Марк не реагировал. Ему снились щелчки кнута. Только звук, похожий на свет; острые вспышки в кромешной темноте. Иногда контрапунктом наслаивался топот копыт. Это началось недавно, вскоре после дуэли с Катилиной. Кнуты, подарки деда, Марк взял с собой на Сечень, как личное имущество. Сдал опциону под расписку, понимая, что до конца службы кнутов ему не видать, как собственных ушей. Зачем брал? Талисман?! — какой, к бесу, талисман… Вот: каждую ночь — шамберьер. Терпи, боец! Сон отступал, возвращался, делался громче или тише, но никогда не исчезал совсем. Шамберьер, стоило смежить веки, задавал ритм, куда-то вел, что-то приказывал. Марк не знал: что именно. Он мучился этим вопросом, когда Прастина ухватил его за щиколотку и потянул на себя, выволакивая под мигающий багрянец «алармов». Кнут щелкнул над самым ухом, Марк рефлекторно брыкнул свободной ногой, попытался сесть, стукнулся головой о днище койки — и проснулся.
В проходе на четвереньках — вернее, на трех точках — стоял декан Прастина. Тихонько поскуливая, лопоухий зажимал ладонью нос. На пол с дробным звуком падали тяжелые, черные капли. Пятка Марка тоже была измазана в крови.

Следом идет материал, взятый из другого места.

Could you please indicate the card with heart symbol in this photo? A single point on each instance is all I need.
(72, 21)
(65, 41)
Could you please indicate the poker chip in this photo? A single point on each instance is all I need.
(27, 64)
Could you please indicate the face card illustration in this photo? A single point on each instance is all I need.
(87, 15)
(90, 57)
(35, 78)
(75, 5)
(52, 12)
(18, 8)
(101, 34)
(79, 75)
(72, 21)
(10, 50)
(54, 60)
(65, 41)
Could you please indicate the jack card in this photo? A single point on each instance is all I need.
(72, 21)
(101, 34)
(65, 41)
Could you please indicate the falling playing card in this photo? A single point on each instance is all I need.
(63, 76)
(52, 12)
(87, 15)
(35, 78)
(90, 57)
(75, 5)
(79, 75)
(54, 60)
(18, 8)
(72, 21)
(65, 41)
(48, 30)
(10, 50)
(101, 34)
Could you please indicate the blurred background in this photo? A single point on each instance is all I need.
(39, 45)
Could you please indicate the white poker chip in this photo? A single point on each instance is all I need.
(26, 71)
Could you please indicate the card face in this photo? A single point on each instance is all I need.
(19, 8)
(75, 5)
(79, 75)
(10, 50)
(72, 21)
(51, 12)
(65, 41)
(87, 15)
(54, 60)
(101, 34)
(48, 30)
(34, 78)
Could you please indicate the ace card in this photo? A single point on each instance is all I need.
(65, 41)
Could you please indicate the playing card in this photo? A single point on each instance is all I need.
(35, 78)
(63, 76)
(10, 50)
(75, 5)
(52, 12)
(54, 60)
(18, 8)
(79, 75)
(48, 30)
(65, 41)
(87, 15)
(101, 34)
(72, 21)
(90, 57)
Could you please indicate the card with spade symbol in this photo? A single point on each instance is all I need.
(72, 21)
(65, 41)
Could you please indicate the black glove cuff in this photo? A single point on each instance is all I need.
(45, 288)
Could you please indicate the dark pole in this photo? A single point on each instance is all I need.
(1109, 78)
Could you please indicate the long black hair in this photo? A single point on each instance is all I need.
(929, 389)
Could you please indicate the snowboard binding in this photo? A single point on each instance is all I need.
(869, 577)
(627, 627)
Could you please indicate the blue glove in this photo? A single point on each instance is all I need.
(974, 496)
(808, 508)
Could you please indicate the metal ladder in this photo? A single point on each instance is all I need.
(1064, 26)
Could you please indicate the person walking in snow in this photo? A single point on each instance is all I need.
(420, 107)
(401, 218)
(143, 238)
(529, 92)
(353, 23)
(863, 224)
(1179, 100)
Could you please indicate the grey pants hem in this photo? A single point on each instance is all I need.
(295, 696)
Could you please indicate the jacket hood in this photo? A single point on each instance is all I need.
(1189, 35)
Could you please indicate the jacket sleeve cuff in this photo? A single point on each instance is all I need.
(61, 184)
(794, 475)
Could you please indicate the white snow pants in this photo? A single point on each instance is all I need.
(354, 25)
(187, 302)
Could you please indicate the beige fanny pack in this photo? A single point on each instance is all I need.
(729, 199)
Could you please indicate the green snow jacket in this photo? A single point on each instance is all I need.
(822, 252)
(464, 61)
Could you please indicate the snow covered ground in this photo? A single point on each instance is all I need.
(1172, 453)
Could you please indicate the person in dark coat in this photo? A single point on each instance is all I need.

— Сссука! — просипел Прастина.
Декан встал и, сгорбившись, пошел прочь между койками.
– …Рядовой Тумидус!
— Я!
— Четыре наряда вне очереди!
— Есть четыре наряда вне очереди.
— Марк!
Из-за поворота коридора воровато выглядывал рядовой Ноний. Он был первым, кто заговорил с Марком. Весь день, с утреннего построения и до ужина, рядового Тумидуса окружал кордон отчуждения. Казалось, Марка накрыл колпак гасящего звуки конфидент-поля. Поле отличалось дивной избирательностью: приказы обер-декуриона Метеллы и центуриона Ульпия оно пропускало без препятствий. Как и ответы Марка: «Так точно!», «Никак нет!», «Есть!». Все остальное колпак глушил намертво. Солдаты Марка сторонились, а случайно встретившись взглядами, спешили отвернуться.